The next condition with the most unplanned readmissions within 30 days was heart failure, but the condition had over 67,600 less readmissions linked to it compared to sepsis during the study period. Heart failure only represented 6.7 percent of hospital readmissions.
Pneumonia rounded out the top three with 5 percent of hospital readmissions, followed by COPD with 4.6 percent of readmissions and AMI with 1.3 percent.
The study did not explore readmission rates for two of the more recent conditions, elective total hip and/or total knee replacement and CABG surgery. CMS added the CABG surgery measure in 2016.
In addition to higher hospital readmission rates, researchers also revealed that sepsis-related readmissions produced greater healthcare costs than readmissions caused by other Hospital Readmissions Reduction Program conditions.

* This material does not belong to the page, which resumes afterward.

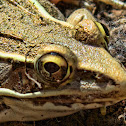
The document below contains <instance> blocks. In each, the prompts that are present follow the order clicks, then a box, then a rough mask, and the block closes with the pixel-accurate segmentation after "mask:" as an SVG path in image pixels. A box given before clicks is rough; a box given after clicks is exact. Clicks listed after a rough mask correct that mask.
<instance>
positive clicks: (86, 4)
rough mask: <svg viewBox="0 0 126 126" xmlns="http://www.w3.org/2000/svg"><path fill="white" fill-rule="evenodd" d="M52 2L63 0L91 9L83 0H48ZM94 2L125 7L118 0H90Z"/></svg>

The mean healthcare cost per readmission for a sepsis diagnosis was $10,070, over $500 more than the next highest readmission cost by condition, pneumonia.
Other conditions analyzed in the study had the following mean healthcare costs per hospital readmission:
• Pneumonia - $9,533
• AMI - $9,424
• Heart failure - $9,051
• COPD - $8,417
Higher healthcare costs for sepsis-related hospital readmissions may also stem from longer length of stays for unplanned readmissions. The mean length of stay was 7.4 days, totaling 1 day more than the mean length of stay for all five conditions studied.

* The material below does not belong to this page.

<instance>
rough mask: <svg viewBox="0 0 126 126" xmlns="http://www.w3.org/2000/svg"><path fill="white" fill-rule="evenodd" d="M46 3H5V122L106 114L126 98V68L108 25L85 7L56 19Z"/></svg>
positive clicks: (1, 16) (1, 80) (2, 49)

Pneumonia had the next longest mean length of stay for an unplanned readmission with 6.7 days, followed by heart failure with 6.4 days, COPD with 6 days, and AMI with 5.7 days.
Based on the readmission rates and healthcare costs connected to sepsis hospitalizations, researchers advised CMS to add the condition to the Hospital Readmissions Reduction Program. The value-based penalties under the program may financially motivate providers to develop strategies for preventing the most common reason for readmissions.
Interventions that target sepsis may also lead to lower healthcare costs, researchers added.
While the research letter argued for including sepsis as a measured condition in the Hospital Readmissions Reduction Program, the value-based initiative will already see some changes in 2019. The 21st Century Cures Act finalized a dual-eligible population adjustment in the program.
Dual-eligible beneficiaries had 24 to 67 percent higher odds of experiencing a hospital readmission, according to a December 2016 report from the Department of Health and Human Services (HHS) Office of the Assistant Secretary for Planning and Evaluation.
As a result, safety-net hospitals that treat more dual-eligible beneficiaries faced more value-based penalties under the program.
To make penalty determinations fairer to safety-net hospitals, the 21st Century Cures Act included a provision that will allow HHS to divide hospitals into groups based on dual-eligible beneficiary populations and compare hospitals based on similar patient populations.